Tim over at The Daily Growl has had a baby. Or rather, I presume the actual baby part was largely left to Mrs. Growl, but nevertheless, he’s a dad! So in a rare instance of me not being sarcastic, snide, deliberately obtuse or excessively cynical, Song, by Toad offers its most heartfelt congratulations. Fucking brilliant.

Pulp – Babies Yes, I know this isn’t appropriate, but it’s so splendidly inappropriate that I rather like it.[audio http://www.matthewjamesyoung.com/sbt/Pulp-Babies.mp3]

Back immediately to matters musical, poor old Tim, as he says in his own post on the subject, went out recently with the lovely intention of buying little Isobel Growl the single that was top of the charts when she was born as a sort of keepsake for her. Except it turned out to be shit. So he tried the top of the indie charts… which turned out to be shit as well. What’s a well meaning new dad to do? Downloading her something from the top of the eMusic charts and storing it on a USB drive for ten years just doesn’t have the same ring to it somehow. Maybe a compilation, I suggested – some decent popular stuff to mark time and place, some appropriate stuff for sentimental reasons and some of your own current favourites, for personalisation.

Whilst this isn’t a bad idea of course it is rather predicated on the assumption that wee Isobel won’t grow up to be an emo kid. Or into supermarket pop. Basically, this wonderful gesture of love and sharing might have her wrinkle her nose and say ‘Dad, that’s shit.’ Not that she’d say that I hasten to add, because she’ll be a well raised little girl of course.

How do you stop your kids going off the deep end – turning to the dark side, as it were – as far as music is concerned? I mean, drink, drugs, stealing, cheating, lying, teenage pregnancy and a taste for tinned custard are one thing, but any honest, decent upstanding citizen must surely draw the line at Fallout Boy. Or Busted. Or Westlife.

Half Man Half Biscuit – Vatican Broadside Who indeed?

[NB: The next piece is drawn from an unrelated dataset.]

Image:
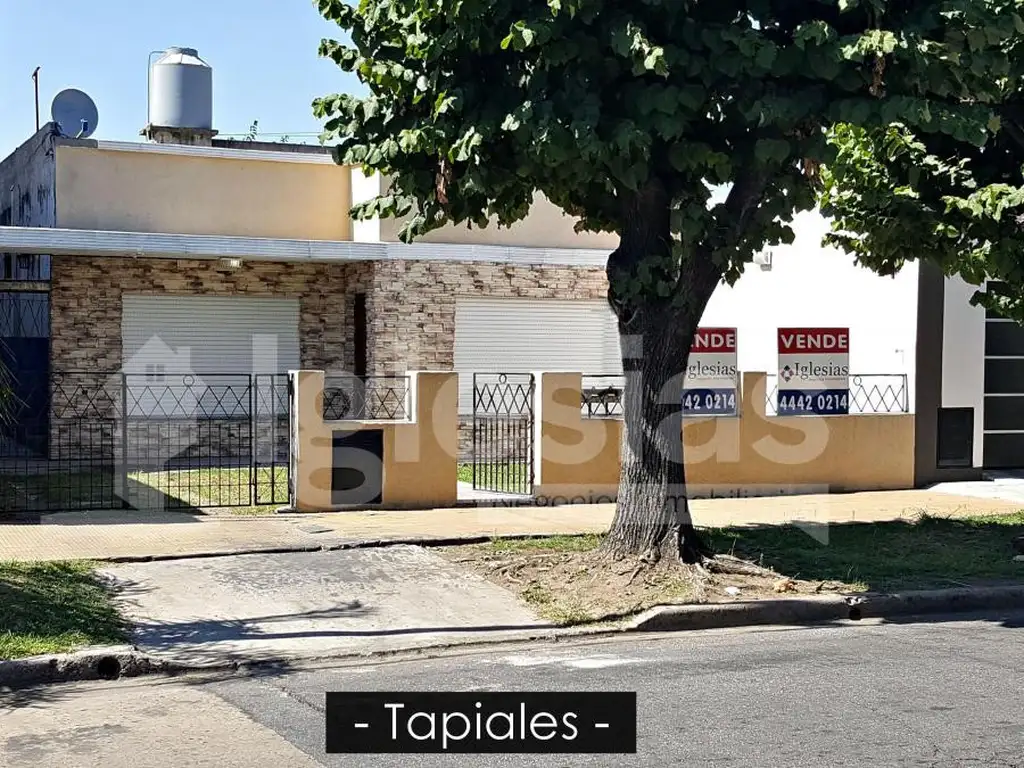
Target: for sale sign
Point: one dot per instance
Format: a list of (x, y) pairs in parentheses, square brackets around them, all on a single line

Well to prevent such unmitigated disasters in the life of a youngster you need one thing first and foremost, and this Tim has: decent taste in music. This is an important starting point. You can’t keep kids away from Limp Biscuit (yeah, yeah, whatever) by trying to lure them away with the spineless dadrock of Coldplay. (Tim, I’m afraid this includes Athlete – keep them well away from the poor girl, you might lose her for good) No Aerosmith, no Kasabian, no Jamiroquai (unless you’re keen to find out what it’s like to be stabbed in the foot by a desperate six-month-old armed with a pencil), and definitely no prog. None. The Lead Zeppelin are not a band. Nor are The Pink Floyd. Nor, come to think or it, The Deaf Leopard.

Now that this is established we begin the long, meticulous process of indoctrination. My own parents had an excellent good cop-bad cop thing going. My Dad had all the more heavyweight stuff – Dylan, The Band, Tom Waits, Neil Young, Jackson Browne – where my Mum had more pop taste – Duran Duran, Bowie, The Stones, early Elton John, ABC, Tina Turner, even some Depeche Mode and Erasure. This way, if I felt I had to rebel then I had somewhere to go that was different, but never outside the confines of what is just and right. Very, very cunning. A bit like the way Tony Blair conned a nation into rebelling and voting Labour, only to realise when it was already far, far too late that they were just a bunch of Tories in sharper suits.

So, comprehensively outplayed, where do I find myself now? Exactly where my parents’ music collection put me, that’s where. So never fear, Tim, play your cards right and she’ll be putty in your hands!

The Band – Rocking Chair for the Old Git.
David Bowie – China Girl for Mother Toad.